I think this emerges because full_backward_hook is technically a torch.autograd.Function and so when you call any torch.func method it requires a setup_context in order to handle any outputs within pytorch2.0. In previous versions of pytorch, full_backward_hook methods were skipped entirely if I recall correctly.

Is there a way to add a setup_context to a full_backward_hook, or perhaps define a custom full_backward_hook with a setup_context method itself?

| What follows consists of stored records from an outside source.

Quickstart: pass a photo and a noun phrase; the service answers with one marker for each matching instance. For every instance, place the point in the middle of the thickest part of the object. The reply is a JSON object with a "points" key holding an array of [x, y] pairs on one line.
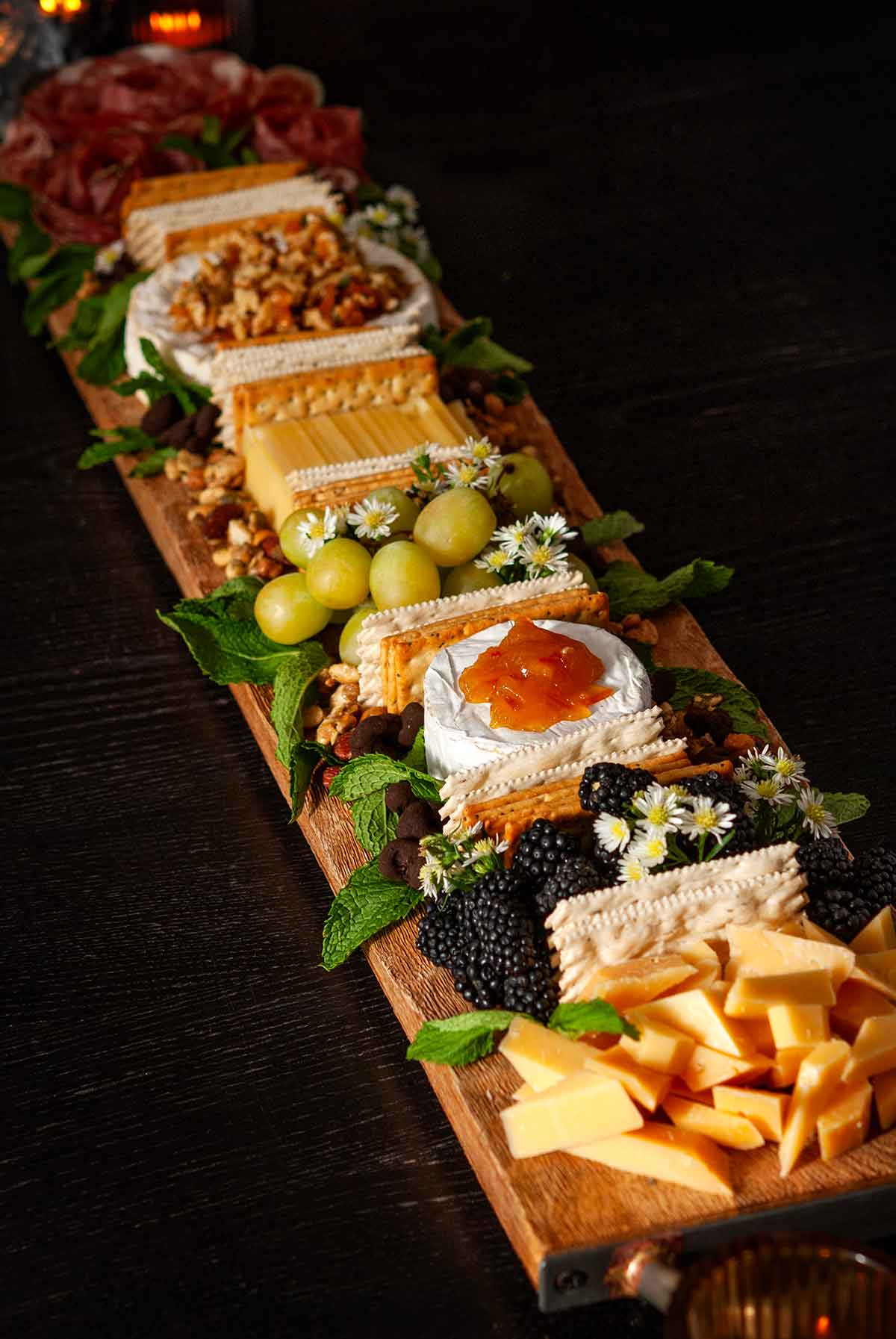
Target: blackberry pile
{"points": [[844, 893]]}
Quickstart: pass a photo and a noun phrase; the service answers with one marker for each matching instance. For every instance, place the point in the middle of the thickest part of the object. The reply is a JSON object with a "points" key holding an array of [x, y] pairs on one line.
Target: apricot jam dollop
{"points": [[535, 678]]}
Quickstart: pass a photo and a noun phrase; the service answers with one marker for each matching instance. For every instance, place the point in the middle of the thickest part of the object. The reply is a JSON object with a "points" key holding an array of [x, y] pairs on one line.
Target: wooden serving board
{"points": [[564, 1216]]}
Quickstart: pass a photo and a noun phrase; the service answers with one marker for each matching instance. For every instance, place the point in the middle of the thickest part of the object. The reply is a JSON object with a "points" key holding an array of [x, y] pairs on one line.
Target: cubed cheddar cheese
{"points": [[700, 1014], [538, 1055], [727, 1129], [707, 1067], [765, 1110], [877, 936], [855, 1003], [843, 1125], [818, 1078], [665, 1153], [579, 1109], [884, 1087], [798, 1025], [627, 984], [765, 952], [750, 996], [874, 1051], [658, 1046], [646, 1087]]}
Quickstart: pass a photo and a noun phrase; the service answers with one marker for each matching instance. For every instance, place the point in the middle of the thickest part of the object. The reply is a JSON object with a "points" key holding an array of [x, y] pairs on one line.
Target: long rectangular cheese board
{"points": [[564, 1216]]}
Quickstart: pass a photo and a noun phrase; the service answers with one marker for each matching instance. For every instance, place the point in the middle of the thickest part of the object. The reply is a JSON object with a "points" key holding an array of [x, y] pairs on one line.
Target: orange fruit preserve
{"points": [[536, 678]]}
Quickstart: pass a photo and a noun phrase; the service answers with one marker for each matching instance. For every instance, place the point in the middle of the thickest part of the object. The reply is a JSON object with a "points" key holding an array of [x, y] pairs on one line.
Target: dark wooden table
{"points": [[691, 233]]}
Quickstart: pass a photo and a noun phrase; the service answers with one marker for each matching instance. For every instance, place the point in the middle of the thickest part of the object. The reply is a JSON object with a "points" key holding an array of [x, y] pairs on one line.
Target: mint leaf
{"points": [[634, 591], [741, 705], [847, 808], [367, 904], [293, 690], [611, 528], [590, 1016], [224, 639], [460, 1040], [376, 771]]}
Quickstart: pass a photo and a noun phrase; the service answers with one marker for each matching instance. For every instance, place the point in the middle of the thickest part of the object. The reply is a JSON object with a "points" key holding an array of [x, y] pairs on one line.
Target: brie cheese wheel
{"points": [[149, 314], [458, 733]]}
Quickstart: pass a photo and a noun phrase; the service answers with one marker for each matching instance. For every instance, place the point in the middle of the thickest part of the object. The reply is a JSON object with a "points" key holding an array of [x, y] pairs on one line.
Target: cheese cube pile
{"points": [[784, 1035]]}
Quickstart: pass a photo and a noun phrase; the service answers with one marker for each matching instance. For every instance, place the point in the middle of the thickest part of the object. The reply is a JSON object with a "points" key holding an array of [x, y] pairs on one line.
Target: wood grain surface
{"points": [[690, 233]]}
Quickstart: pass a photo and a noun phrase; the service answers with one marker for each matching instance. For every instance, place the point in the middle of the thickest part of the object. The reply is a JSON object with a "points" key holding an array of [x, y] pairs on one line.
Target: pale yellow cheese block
{"points": [[538, 1055], [727, 1129], [665, 1153], [844, 1122], [874, 1051], [639, 981], [700, 1014], [707, 1067], [798, 1025], [877, 935], [884, 1087], [766, 952], [750, 996], [659, 1048], [644, 1087], [766, 1110], [576, 1110], [818, 1080]]}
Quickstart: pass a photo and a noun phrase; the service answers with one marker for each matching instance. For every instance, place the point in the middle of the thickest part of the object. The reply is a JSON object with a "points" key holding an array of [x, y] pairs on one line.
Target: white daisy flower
{"points": [[403, 200], [815, 815], [661, 808], [706, 818], [650, 849], [611, 832], [465, 474], [551, 528], [373, 518]]}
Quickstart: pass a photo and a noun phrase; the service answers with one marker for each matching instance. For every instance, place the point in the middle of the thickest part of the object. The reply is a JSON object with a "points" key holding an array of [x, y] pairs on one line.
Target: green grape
{"points": [[454, 526], [467, 577], [403, 574], [406, 508], [337, 575], [287, 612], [526, 484], [292, 544], [590, 579], [349, 640]]}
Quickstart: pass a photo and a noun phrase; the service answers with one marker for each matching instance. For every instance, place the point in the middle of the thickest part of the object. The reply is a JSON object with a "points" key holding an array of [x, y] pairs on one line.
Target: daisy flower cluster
{"points": [[393, 219], [528, 550], [454, 864], [781, 801], [659, 820]]}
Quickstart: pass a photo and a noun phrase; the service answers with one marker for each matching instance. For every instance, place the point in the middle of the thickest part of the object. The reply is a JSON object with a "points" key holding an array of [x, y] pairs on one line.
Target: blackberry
{"points": [[573, 876], [610, 788], [538, 852]]}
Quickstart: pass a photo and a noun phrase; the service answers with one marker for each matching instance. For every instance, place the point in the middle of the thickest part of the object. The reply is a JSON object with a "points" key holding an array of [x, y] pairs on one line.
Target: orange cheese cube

EDIT: After following through the stack trace, I believe I have found from where the error is emerging. In https://github.com/pytorch/pytorch/blob/main/torch/nn/modules/_functions.py, BackwardHookFunction is defined as a torch.autograd.Function object, but it's in the style of pytorch1.0.

class BackwardHookFunction(torch.autograd.Function):
    @staticmethod
    def forward(ctx, *args):
        ctx.mark_non_differentiable(*[arg for arg in args if not arg.requires_grad])
        return args

    @staticmethod
    def backward(ctx, *args):
        return args

So, I'd assume that changing this function to something like,

class BackwardHookFunction(torch.autograd.Function):
    @staticmethod
    def forward(*args):
        return args

    @staticmethod
    def setup_context(ctx, *args):
        ctx.mark_non_differentiable(*[arg for arg in args if not arg.requires_grad])

    @staticmethod
    def backward(ctx, *args):
        return args

Might resolve this issue? However, I have no idea if this would mess with other parts of pytorch.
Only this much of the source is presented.